Perform a full chat round (user -> model [-> function -> model -> …] -> user).

Yields each non-user ChatMessage created during the round. A ChatMessage will have at least one of (content, function_call).

Use this in an async for loop, like so:

async for msg in kani.full_round("How's the weather?"):
    print(msg.text)

Parameters:

query – The content of the user’s chat message. Can be None to generate a completion without a user prompt.
max_function_rounds – The maximum number of function calling rounds to perform in this round. If this number is reached, the model is allowed to generate a final response without any functions defined. Default unlimited (continues until model’s response does not contain a function call).
kwargs – Additional arguments to pass to the model engine (e.g. decoding arguments).

Important

These are asynchronous methods, which means you’ll need to be in an async context.

Web frameworks like FastAPI and Flask 2 allow your route methods to be async, meaning you can await a kani method from within your route method without having to get too in the weeds with asyncio.

Otherwise, you can create an async context by defining an async function and using asyncio.run(). For example, here’s how you might implement a simple chat:

import asyncio
from kani import Kani
from kani.engines.openai import OpenAIEngine

api_key = "sk-..."
engine = OpenAIEngine(api_key, model="gpt-4o-mini")
ai = Kani(engine, system_prompt="You are a helpful assistant.")

# define your function normally, using `async def` instead of `def`
async def chat_with_kani():
    while True:
        user_message = input("USER: ")
        # now, you can use `await` to call kani's async methods
        message = await ai.chat_round_str(user_message)
        print("AI:", message)

# use `asyncio.run` to call your async function to start the program
asyncio.run(chat_with_kani())

Engines¶

Engines are responsible for interfacing with a language model.

This table lists the engines built in to kani:

Model Name	Extra	Capabilities	Engine
All OpenAI Models	`openai`	🛠️ 🖼	`kani.engines.openai.OpenAIEngine`
All Anthropic Models	`anthropic`	🛠️ 🖼	`kani.engines.anthropic.AnthropicEngine`
All Google AI Models	`google`	🛠️ 🖼	`kani.engines.google.GoogleAIEngine`
🤗 transformers[3]	`huggingface`[1]	(model-specific)	`kani.engines.huggingface.HuggingEngine`
llama.cpp[2]	`cpp`	(model-specific)	`kani.engines.llamacpp.LlamaCppEngine`
vLLM[2]	`vllm`	(model-specific)	`kani.ext.vllm.VLLMEngine`, `VLLMServerEngine`, or `VLLMOpenAIEngine`

Additional models using the classes above are also supported - see the model zoo for a more comprehensive list of models!

Legend

🛠️: Supports function calling.
🖼: Supports multimodal inputs.

Concept: Chat Messages¶

At a high level, a Kani is responsible for managing a list of ChatMessage: the chat session associated with it. You can access the chat messages through the Kani.chat_history attribute.

Each message contains the role (a ChatRole: system, assistant, user, or function) that sent the message and the content of the message. Optionally, a user message can also contain a name (for multi-user conversations), and an assistant message can contain a function_call (discussed in Function Calling).

class kani.ChatMessage( *, role: ChatRole, content: str | list[Annotated[MessagePart, SerializeAsAny()] | str] | None, name: str | None = None, tool_call_id: str | None = None, tool_calls: list[ToolCall] | None = None, is_tool_call_error: bool | None = None, extra: dict = {}, )[source]

Represents a message in the chat context.

role: ChatRole: Who said the message?

content: str | list[Annotated[MessagePart, SerializeAsAny()] | str] | None: The data used to create this message. Generally, you should use text or parts instead.

property text: str | None: The content of the message, as a string. Can be None only if the message is a requested function call from the assistant. If the message is comprised of multiple parts, concatenates the parts.

property parts: list[MessagePart | str]

The parts of the message that make up its content.
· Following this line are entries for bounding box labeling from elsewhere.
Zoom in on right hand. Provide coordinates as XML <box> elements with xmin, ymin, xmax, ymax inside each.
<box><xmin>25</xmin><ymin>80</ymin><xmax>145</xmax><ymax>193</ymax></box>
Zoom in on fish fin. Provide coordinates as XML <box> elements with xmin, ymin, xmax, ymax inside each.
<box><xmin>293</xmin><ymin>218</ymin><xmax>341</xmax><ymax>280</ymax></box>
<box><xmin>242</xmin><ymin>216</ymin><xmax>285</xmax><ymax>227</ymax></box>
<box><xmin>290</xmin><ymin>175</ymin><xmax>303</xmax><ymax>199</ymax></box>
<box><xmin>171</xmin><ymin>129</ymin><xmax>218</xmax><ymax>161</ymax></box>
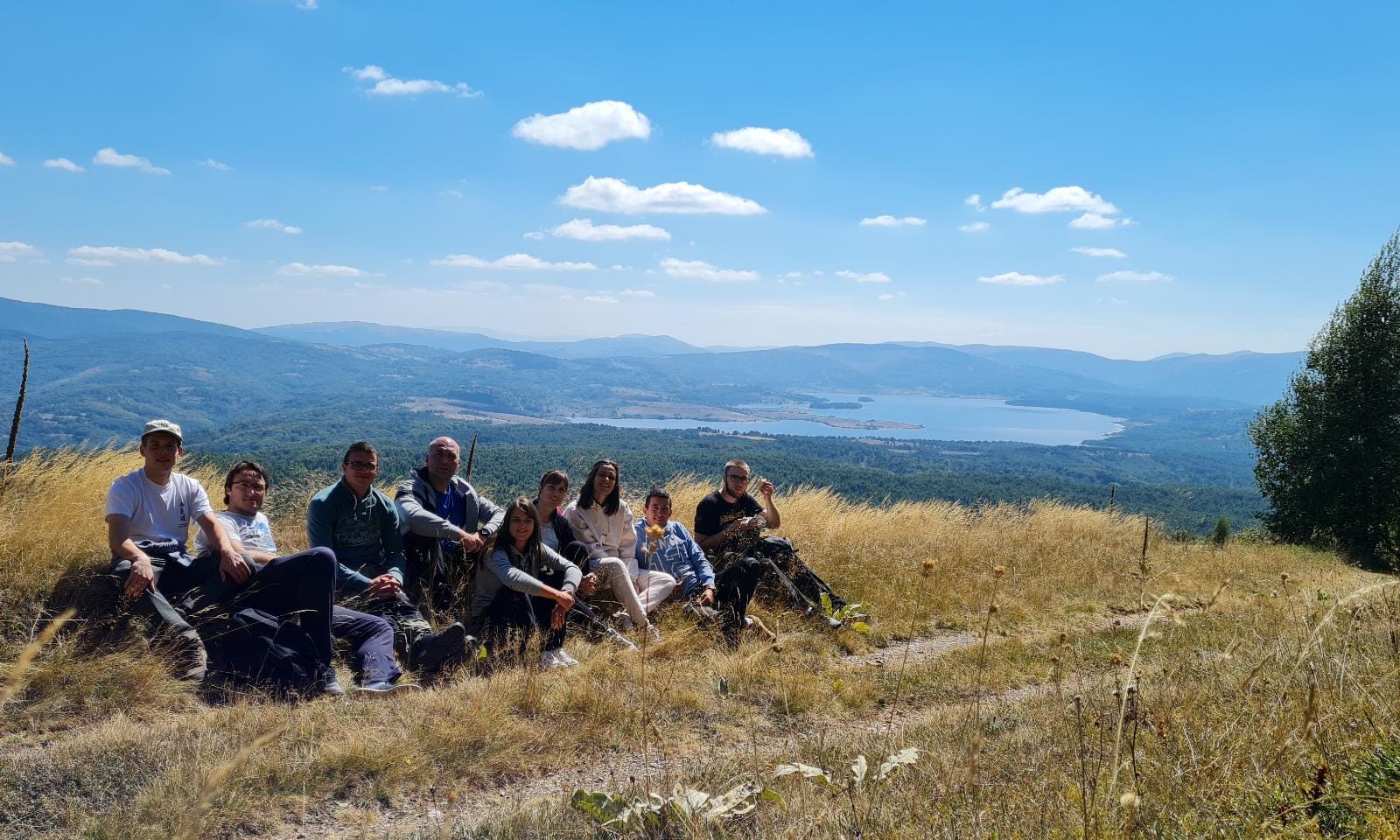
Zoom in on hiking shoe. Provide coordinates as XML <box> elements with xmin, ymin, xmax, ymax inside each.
<box><xmin>413</xmin><ymin>621</ymin><xmax>466</xmax><ymax>676</ymax></box>
<box><xmin>539</xmin><ymin>651</ymin><xmax>578</xmax><ymax>670</ymax></box>
<box><xmin>354</xmin><ymin>681</ymin><xmax>423</xmax><ymax>697</ymax></box>
<box><xmin>317</xmin><ymin>665</ymin><xmax>346</xmax><ymax>697</ymax></box>
<box><xmin>604</xmin><ymin>627</ymin><xmax>637</xmax><ymax>651</ymax></box>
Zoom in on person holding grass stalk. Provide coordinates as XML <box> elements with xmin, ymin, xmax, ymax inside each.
<box><xmin>695</xmin><ymin>458</ymin><xmax>845</xmax><ymax>630</ymax></box>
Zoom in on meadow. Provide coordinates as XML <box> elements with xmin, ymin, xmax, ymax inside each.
<box><xmin>0</xmin><ymin>450</ymin><xmax>1400</xmax><ymax>838</ymax></box>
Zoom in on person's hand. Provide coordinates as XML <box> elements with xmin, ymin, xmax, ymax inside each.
<box><xmin>122</xmin><ymin>557</ymin><xmax>156</xmax><ymax>598</ymax></box>
<box><xmin>724</xmin><ymin>516</ymin><xmax>759</xmax><ymax>534</ymax></box>
<box><xmin>219</xmin><ymin>549</ymin><xmax>254</xmax><ymax>584</ymax></box>
<box><xmin>366</xmin><ymin>574</ymin><xmax>403</xmax><ymax>598</ymax></box>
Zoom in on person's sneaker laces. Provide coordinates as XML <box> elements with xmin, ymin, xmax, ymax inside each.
<box><xmin>413</xmin><ymin>621</ymin><xmax>466</xmax><ymax>676</ymax></box>
<box><xmin>317</xmin><ymin>665</ymin><xmax>346</xmax><ymax>697</ymax></box>
<box><xmin>604</xmin><ymin>627</ymin><xmax>637</xmax><ymax>651</ymax></box>
<box><xmin>354</xmin><ymin>681</ymin><xmax>423</xmax><ymax>697</ymax></box>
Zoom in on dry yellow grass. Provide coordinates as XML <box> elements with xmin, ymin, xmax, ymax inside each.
<box><xmin>0</xmin><ymin>452</ymin><xmax>1400</xmax><ymax>837</ymax></box>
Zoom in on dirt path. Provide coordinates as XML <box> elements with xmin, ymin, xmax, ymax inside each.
<box><xmin>273</xmin><ymin>614</ymin><xmax>1166</xmax><ymax>840</ymax></box>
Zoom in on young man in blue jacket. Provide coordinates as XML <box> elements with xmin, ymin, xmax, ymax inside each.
<box><xmin>306</xmin><ymin>441</ymin><xmax>466</xmax><ymax>679</ymax></box>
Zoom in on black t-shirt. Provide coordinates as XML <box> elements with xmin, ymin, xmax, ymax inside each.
<box><xmin>695</xmin><ymin>490</ymin><xmax>763</xmax><ymax>549</ymax></box>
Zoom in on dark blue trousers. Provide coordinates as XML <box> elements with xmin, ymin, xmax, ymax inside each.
<box><xmin>331</xmin><ymin>606</ymin><xmax>403</xmax><ymax>683</ymax></box>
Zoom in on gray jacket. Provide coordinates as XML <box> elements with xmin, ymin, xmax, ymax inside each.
<box><xmin>469</xmin><ymin>544</ymin><xmax>584</xmax><ymax>619</ymax></box>
<box><xmin>394</xmin><ymin>466</ymin><xmax>506</xmax><ymax>539</ymax></box>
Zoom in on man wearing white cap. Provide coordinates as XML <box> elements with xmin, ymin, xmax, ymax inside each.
<box><xmin>107</xmin><ymin>420</ymin><xmax>254</xmax><ymax>681</ymax></box>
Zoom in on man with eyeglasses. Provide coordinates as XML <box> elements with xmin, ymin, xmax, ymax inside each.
<box><xmin>194</xmin><ymin>460</ymin><xmax>418</xmax><ymax>696</ymax></box>
<box><xmin>394</xmin><ymin>437</ymin><xmax>506</xmax><ymax>609</ymax></box>
<box><xmin>695</xmin><ymin>458</ymin><xmax>845</xmax><ymax>635</ymax></box>
<box><xmin>306</xmin><ymin>441</ymin><xmax>466</xmax><ymax>679</ymax></box>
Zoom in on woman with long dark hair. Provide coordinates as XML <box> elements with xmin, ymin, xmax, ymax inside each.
<box><xmin>564</xmin><ymin>460</ymin><xmax>676</xmax><ymax>641</ymax></box>
<box><xmin>469</xmin><ymin>497</ymin><xmax>583</xmax><ymax>668</ymax></box>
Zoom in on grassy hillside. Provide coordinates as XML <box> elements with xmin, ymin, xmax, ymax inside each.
<box><xmin>0</xmin><ymin>452</ymin><xmax>1400</xmax><ymax>838</ymax></box>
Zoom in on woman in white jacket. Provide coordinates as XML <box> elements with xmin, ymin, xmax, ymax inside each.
<box><xmin>564</xmin><ymin>460</ymin><xmax>676</xmax><ymax>641</ymax></box>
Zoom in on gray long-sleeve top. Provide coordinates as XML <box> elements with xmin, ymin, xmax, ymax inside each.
<box><xmin>471</xmin><ymin>544</ymin><xmax>584</xmax><ymax>619</ymax></box>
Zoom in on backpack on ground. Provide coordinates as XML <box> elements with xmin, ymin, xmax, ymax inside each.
<box><xmin>199</xmin><ymin>607</ymin><xmax>319</xmax><ymax>695</ymax></box>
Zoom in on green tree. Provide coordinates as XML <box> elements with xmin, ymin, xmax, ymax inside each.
<box><xmin>1211</xmin><ymin>516</ymin><xmax>1229</xmax><ymax>548</ymax></box>
<box><xmin>1249</xmin><ymin>231</ymin><xmax>1400</xmax><ymax>569</ymax></box>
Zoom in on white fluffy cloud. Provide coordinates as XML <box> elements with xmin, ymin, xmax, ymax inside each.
<box><xmin>997</xmin><ymin>186</ymin><xmax>1118</xmax><ymax>215</ymax></box>
<box><xmin>861</xmin><ymin>215</ymin><xmax>928</xmax><ymax>227</ymax></box>
<box><xmin>243</xmin><ymin>219</ymin><xmax>301</xmax><ymax>234</ymax></box>
<box><xmin>511</xmin><ymin>100</ymin><xmax>651</xmax><ymax>151</ymax></box>
<box><xmin>710</xmin><ymin>126</ymin><xmax>815</xmax><ymax>158</ymax></box>
<box><xmin>93</xmin><ymin>145</ymin><xmax>171</xmax><ymax>175</ymax></box>
<box><xmin>977</xmin><ymin>271</ymin><xmax>1064</xmax><ymax>285</ymax></box>
<box><xmin>0</xmin><ymin>242</ymin><xmax>44</xmax><ymax>262</ymax></box>
<box><xmin>1095</xmin><ymin>271</ymin><xmax>1176</xmax><ymax>283</ymax></box>
<box><xmin>430</xmin><ymin>254</ymin><xmax>598</xmax><ymax>271</ymax></box>
<box><xmin>661</xmin><ymin>256</ymin><xmax>760</xmax><ymax>283</ymax></box>
<box><xmin>1069</xmin><ymin>213</ymin><xmax>1132</xmax><ymax>231</ymax></box>
<box><xmin>836</xmin><ymin>271</ymin><xmax>889</xmax><ymax>283</ymax></box>
<box><xmin>277</xmin><ymin>262</ymin><xmax>374</xmax><ymax>277</ymax></box>
<box><xmin>550</xmin><ymin>219</ymin><xmax>670</xmax><ymax>242</ymax></box>
<box><xmin>558</xmin><ymin>177</ymin><xmax>767</xmax><ymax>215</ymax></box>
<box><xmin>44</xmin><ymin>158</ymin><xmax>86</xmax><ymax>172</ymax></box>
<box><xmin>343</xmin><ymin>65</ymin><xmax>481</xmax><ymax>100</ymax></box>
<box><xmin>68</xmin><ymin>245</ymin><xmax>226</xmax><ymax>266</ymax></box>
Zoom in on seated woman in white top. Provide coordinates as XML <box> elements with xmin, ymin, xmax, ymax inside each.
<box><xmin>564</xmin><ymin>460</ymin><xmax>676</xmax><ymax>641</ymax></box>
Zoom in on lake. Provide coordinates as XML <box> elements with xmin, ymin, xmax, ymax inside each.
<box><xmin>570</xmin><ymin>394</ymin><xmax>1123</xmax><ymax>445</ymax></box>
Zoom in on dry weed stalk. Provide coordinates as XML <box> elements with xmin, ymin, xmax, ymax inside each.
<box><xmin>0</xmin><ymin>606</ymin><xmax>77</xmax><ymax>707</ymax></box>
<box><xmin>175</xmin><ymin>728</ymin><xmax>284</xmax><ymax>840</ymax></box>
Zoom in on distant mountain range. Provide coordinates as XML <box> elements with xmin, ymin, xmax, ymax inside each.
<box><xmin>0</xmin><ymin>298</ymin><xmax>1304</xmax><ymax>446</ymax></box>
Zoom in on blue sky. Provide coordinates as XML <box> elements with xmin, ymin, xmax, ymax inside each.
<box><xmin>0</xmin><ymin>0</ymin><xmax>1400</xmax><ymax>359</ymax></box>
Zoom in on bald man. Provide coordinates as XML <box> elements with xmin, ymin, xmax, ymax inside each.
<box><xmin>394</xmin><ymin>437</ymin><xmax>506</xmax><ymax>609</ymax></box>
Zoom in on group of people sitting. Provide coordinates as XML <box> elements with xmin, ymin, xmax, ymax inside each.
<box><xmin>107</xmin><ymin>420</ymin><xmax>844</xmax><ymax>696</ymax></box>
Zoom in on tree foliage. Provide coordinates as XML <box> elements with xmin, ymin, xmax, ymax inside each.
<box><xmin>1250</xmin><ymin>231</ymin><xmax>1400</xmax><ymax>569</ymax></box>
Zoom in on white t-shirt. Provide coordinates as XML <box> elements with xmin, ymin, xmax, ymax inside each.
<box><xmin>194</xmin><ymin>511</ymin><xmax>277</xmax><ymax>557</ymax></box>
<box><xmin>107</xmin><ymin>469</ymin><xmax>214</xmax><ymax>551</ymax></box>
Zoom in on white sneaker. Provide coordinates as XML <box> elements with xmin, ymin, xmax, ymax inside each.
<box><xmin>604</xmin><ymin>627</ymin><xmax>637</xmax><ymax>651</ymax></box>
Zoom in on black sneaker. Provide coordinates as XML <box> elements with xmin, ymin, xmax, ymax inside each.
<box><xmin>413</xmin><ymin>621</ymin><xmax>466</xmax><ymax>676</ymax></box>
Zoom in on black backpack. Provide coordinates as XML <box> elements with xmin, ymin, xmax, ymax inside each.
<box><xmin>199</xmin><ymin>607</ymin><xmax>319</xmax><ymax>695</ymax></box>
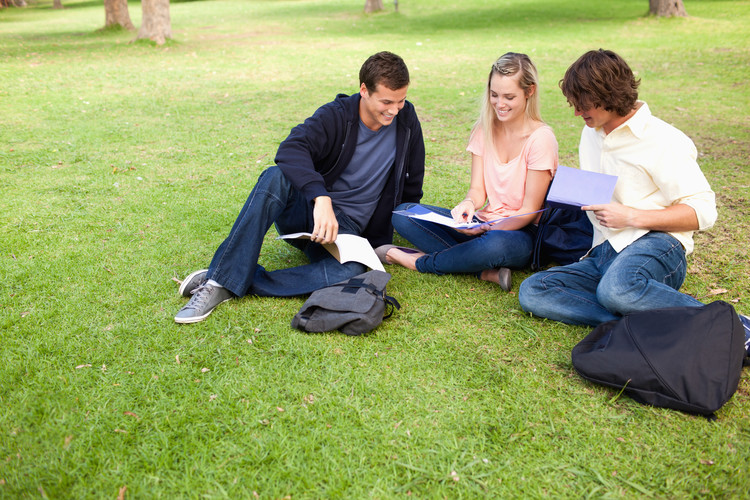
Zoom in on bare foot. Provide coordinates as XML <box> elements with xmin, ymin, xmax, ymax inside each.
<box><xmin>385</xmin><ymin>247</ymin><xmax>425</xmax><ymax>271</ymax></box>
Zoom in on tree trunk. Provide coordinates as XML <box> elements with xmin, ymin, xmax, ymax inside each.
<box><xmin>135</xmin><ymin>0</ymin><xmax>172</xmax><ymax>45</ymax></box>
<box><xmin>648</xmin><ymin>0</ymin><xmax>687</xmax><ymax>17</ymax></box>
<box><xmin>365</xmin><ymin>0</ymin><xmax>383</xmax><ymax>14</ymax></box>
<box><xmin>104</xmin><ymin>0</ymin><xmax>135</xmax><ymax>31</ymax></box>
Can be an empty tuple only if the message is a requested function call from the assistant.

This is a read-only list; changes here will not affect the message’s content. To mutate the message content, use copy_with() and set text, parts, or content.

name: str | None: The name of the user who sent the message, if set (user/function messages only).

tool_call_id: str | None: The ID for a requested ToolCall which this message is a response to (function messages only).

tool_calls: list[ToolCall] | None: The tool calls requested by the model (assistant messages only).

is_tool_call_error: bool | None: If this is a FUNCTION message containing the results of a function call, whether the function call raised an exception.

property function_call: FunctionCall | None

If there is exactly one tool call to a function, return that tool call’s requested function.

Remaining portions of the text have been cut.